Speakers included Kris Engskov Starbucks head of Europe, Middle East & Africa who enforced the importance of community and told retailers that quality should work in harmony with convenience. He said: “It’s about creating experiences and to not just focusing on the product. When you go into the convenience sector, never compensate the brand. There are no shortcuts.”

His advice came after he reminded te audience that the UK is unique, because it’s “the original nation of shopkeepers” and the only place in the world that the coffee giant is franchised.

Nick Lloyd, managing director of Budgen’s Symonds, a forecourt company in the south west of England, announced that they have secured a Starbucks franchise deal in one of their eight outlets. He described the deal as the “biggest opportunity” for the business.
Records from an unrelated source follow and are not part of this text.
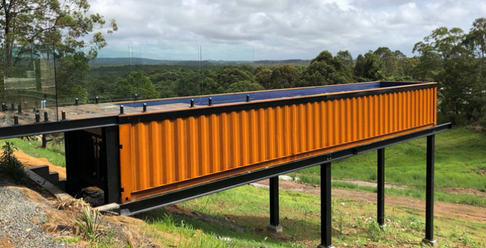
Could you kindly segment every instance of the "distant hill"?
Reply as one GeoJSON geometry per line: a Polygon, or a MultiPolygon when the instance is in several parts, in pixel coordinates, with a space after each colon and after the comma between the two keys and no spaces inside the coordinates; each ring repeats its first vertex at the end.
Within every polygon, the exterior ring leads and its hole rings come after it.
{"type": "Polygon", "coordinates": [[[308,66],[310,64],[310,60],[257,60],[255,62],[256,66],[276,67],[285,64],[308,66]]]}
{"type": "Polygon", "coordinates": [[[257,60],[251,61],[225,61],[225,60],[159,60],[143,58],[98,58],[90,62],[91,67],[119,66],[123,65],[179,65],[211,66],[222,65],[255,64],[255,66],[264,66],[276,67],[284,64],[292,66],[307,66],[310,64],[310,60],[257,60]]]}

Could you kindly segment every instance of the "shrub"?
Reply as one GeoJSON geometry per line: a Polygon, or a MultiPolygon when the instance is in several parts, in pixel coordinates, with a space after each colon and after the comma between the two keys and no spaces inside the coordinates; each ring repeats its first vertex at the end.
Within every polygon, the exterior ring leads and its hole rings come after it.
{"type": "Polygon", "coordinates": [[[14,155],[17,148],[12,142],[5,142],[1,147],[3,153],[0,157],[0,172],[13,177],[17,182],[23,182],[26,178],[23,164],[14,155]]]}

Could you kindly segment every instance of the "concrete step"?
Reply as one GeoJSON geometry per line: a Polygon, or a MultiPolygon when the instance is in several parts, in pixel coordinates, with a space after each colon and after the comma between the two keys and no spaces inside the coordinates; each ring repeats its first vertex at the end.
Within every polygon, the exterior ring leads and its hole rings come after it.
{"type": "Polygon", "coordinates": [[[29,170],[45,179],[47,179],[46,177],[49,177],[49,166],[47,165],[39,165],[37,166],[30,167],[29,168],[29,170]]]}
{"type": "Polygon", "coordinates": [[[57,184],[55,184],[55,185],[57,186],[58,188],[60,188],[61,190],[66,191],[66,179],[65,178],[60,179],[59,181],[58,181],[57,184]]]}
{"type": "Polygon", "coordinates": [[[59,173],[56,171],[51,172],[44,178],[45,178],[45,179],[51,184],[56,185],[58,182],[59,182],[59,173]]]}
{"type": "Polygon", "coordinates": [[[59,173],[56,171],[49,172],[49,166],[47,165],[40,165],[38,166],[29,168],[30,171],[37,174],[39,177],[51,184],[61,188],[65,188],[66,179],[60,181],[59,173]]]}

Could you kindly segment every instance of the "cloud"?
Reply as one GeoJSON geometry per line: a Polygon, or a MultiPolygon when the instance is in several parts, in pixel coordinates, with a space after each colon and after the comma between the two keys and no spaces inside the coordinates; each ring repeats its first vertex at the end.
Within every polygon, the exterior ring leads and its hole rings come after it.
{"type": "Polygon", "coordinates": [[[413,0],[95,0],[115,18],[110,45],[253,47],[255,60],[310,59],[323,50],[354,57],[379,47],[411,55],[435,28],[469,29],[486,2],[413,0]]]}

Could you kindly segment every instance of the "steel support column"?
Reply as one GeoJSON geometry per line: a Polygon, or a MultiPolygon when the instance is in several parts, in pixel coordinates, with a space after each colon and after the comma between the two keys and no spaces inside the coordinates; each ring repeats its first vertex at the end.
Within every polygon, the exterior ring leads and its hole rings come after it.
{"type": "Polygon", "coordinates": [[[279,177],[270,177],[270,224],[266,226],[268,231],[281,233],[284,230],[280,225],[279,214],[279,177]]]}
{"type": "Polygon", "coordinates": [[[66,192],[71,195],[76,195],[82,188],[81,179],[81,168],[82,166],[80,159],[80,131],[71,131],[64,133],[65,154],[66,154],[66,192]]]}
{"type": "Polygon", "coordinates": [[[376,220],[384,225],[384,148],[378,149],[378,203],[376,220]]]}
{"type": "Polygon", "coordinates": [[[331,162],[328,162],[321,165],[321,245],[318,248],[334,248],[331,221],[331,162]]]}
{"type": "Polygon", "coordinates": [[[434,151],[435,135],[427,136],[427,182],[426,186],[426,237],[422,242],[437,245],[434,239],[434,151]]]}

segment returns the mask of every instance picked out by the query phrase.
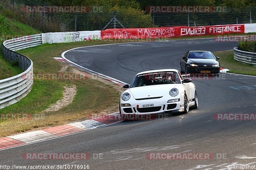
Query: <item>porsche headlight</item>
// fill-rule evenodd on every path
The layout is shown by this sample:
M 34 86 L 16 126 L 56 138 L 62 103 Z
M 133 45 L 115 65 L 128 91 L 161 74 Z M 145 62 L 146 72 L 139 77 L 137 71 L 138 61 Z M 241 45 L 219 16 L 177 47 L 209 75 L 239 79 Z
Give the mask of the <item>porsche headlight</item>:
M 196 64 L 190 64 L 190 65 L 191 65 L 191 66 L 193 66 L 193 67 L 197 67 L 198 66 Z
M 124 101 L 127 101 L 130 99 L 131 95 L 129 93 L 125 92 L 122 95 L 122 100 Z
M 169 93 L 172 97 L 176 96 L 179 94 L 179 90 L 176 88 L 173 88 L 170 90 Z

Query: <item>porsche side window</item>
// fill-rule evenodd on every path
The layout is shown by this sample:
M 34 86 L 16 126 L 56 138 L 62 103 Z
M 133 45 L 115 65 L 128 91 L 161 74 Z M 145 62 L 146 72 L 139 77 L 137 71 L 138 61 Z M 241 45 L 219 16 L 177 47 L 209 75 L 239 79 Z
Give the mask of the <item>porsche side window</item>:
M 182 77 L 182 76 L 181 76 L 181 75 L 180 74 L 180 72 L 178 72 L 178 74 L 179 74 L 179 76 L 180 76 L 180 79 L 181 80 L 181 81 L 183 81 L 183 78 Z

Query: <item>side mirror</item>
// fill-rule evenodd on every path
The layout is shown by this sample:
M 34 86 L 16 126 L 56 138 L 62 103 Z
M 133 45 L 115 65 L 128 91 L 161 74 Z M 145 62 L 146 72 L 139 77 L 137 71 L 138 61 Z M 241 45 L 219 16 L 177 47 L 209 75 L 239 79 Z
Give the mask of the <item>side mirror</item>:
M 128 89 L 130 86 L 130 85 L 125 85 L 123 86 L 123 88 L 124 88 L 125 89 Z
M 182 82 L 183 83 L 190 83 L 191 82 L 192 80 L 190 78 L 185 78 L 182 81 Z

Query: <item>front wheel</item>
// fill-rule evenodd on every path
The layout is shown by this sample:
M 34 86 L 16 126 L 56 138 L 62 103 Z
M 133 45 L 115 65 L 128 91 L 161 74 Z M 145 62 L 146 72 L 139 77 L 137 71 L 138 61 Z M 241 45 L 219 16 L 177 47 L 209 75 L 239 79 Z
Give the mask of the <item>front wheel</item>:
M 183 113 L 187 113 L 188 112 L 188 100 L 186 93 L 184 94 L 184 112 Z

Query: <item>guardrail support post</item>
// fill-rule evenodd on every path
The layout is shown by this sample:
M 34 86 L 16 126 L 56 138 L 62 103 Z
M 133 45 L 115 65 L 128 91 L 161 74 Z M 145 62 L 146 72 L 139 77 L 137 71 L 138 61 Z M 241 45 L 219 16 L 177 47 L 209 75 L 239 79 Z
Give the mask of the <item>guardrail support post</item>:
M 251 24 L 252 24 L 252 6 L 251 6 L 250 8 L 250 23 Z

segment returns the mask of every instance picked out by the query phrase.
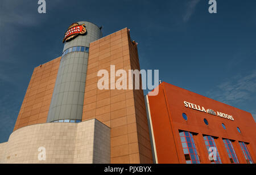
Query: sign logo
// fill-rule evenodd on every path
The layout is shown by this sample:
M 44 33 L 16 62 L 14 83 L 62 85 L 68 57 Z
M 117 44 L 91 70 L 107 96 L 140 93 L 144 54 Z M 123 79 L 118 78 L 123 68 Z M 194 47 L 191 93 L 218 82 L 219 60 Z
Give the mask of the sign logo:
M 210 114 L 212 114 L 212 115 L 213 115 L 213 116 L 216 116 L 216 113 L 213 110 L 212 110 L 211 109 L 207 109 L 207 112 L 208 113 L 209 113 Z
M 64 42 L 66 41 L 69 41 L 79 35 L 85 33 L 86 32 L 85 24 L 79 25 L 77 23 L 73 23 L 68 27 L 68 30 L 65 33 L 62 42 Z
M 204 106 L 200 106 L 198 105 L 196 105 L 195 104 L 193 104 L 193 103 L 191 103 L 189 102 L 187 102 L 185 101 L 184 101 L 184 105 L 185 105 L 185 107 L 186 107 L 186 108 L 191 108 L 193 109 L 195 109 L 197 110 L 207 113 L 208 114 L 212 114 L 213 116 L 217 116 L 220 117 L 222 117 L 222 118 L 225 118 L 226 119 L 229 119 L 234 121 L 234 118 L 233 118 L 233 116 L 231 115 L 226 114 L 223 113 L 221 113 L 218 111 L 217 111 L 217 113 L 216 113 L 216 112 L 215 112 L 213 110 L 212 110 L 211 109 L 207 109 L 207 110 L 205 110 L 205 109 L 204 108 Z

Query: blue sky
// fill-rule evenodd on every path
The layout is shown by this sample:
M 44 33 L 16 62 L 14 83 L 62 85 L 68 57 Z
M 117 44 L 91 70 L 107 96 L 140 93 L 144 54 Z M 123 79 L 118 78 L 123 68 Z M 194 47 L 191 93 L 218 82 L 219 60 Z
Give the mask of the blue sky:
M 0 2 L 0 143 L 11 133 L 33 69 L 61 55 L 67 28 L 125 27 L 138 42 L 141 68 L 162 81 L 256 117 L 256 1 L 36 0 Z

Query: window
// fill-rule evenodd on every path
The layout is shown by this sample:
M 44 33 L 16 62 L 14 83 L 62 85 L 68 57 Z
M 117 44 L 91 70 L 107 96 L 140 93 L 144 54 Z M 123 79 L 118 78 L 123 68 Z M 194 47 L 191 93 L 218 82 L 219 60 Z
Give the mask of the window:
M 187 115 L 185 113 L 182 114 L 182 117 L 183 117 L 184 119 L 185 119 L 185 121 L 187 121 L 187 119 L 188 119 L 188 117 L 187 117 Z
M 200 164 L 193 135 L 190 132 L 182 131 L 180 131 L 179 134 L 186 163 Z
M 76 48 L 76 51 L 79 52 L 81 50 L 81 46 L 77 46 Z
M 238 164 L 238 160 L 233 147 L 232 143 L 231 143 L 230 140 L 226 139 L 223 139 L 223 142 L 224 142 L 225 147 L 228 152 L 228 155 L 231 163 Z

Engskov said: “Ten years ago I would have said no to a Starbucks in a petrol station, but innovation is key to staying ahead.”

James Lowman, chief executive of the ACS, brought the audience’s attention to the near future and advised that building relationships with community leaders will ensure survival after the General Election. Referring to regulation of tobacco and unhealthy foods, he said: “The local Government will attempt to control these products. My biggest worry for the next five years is local intervention.”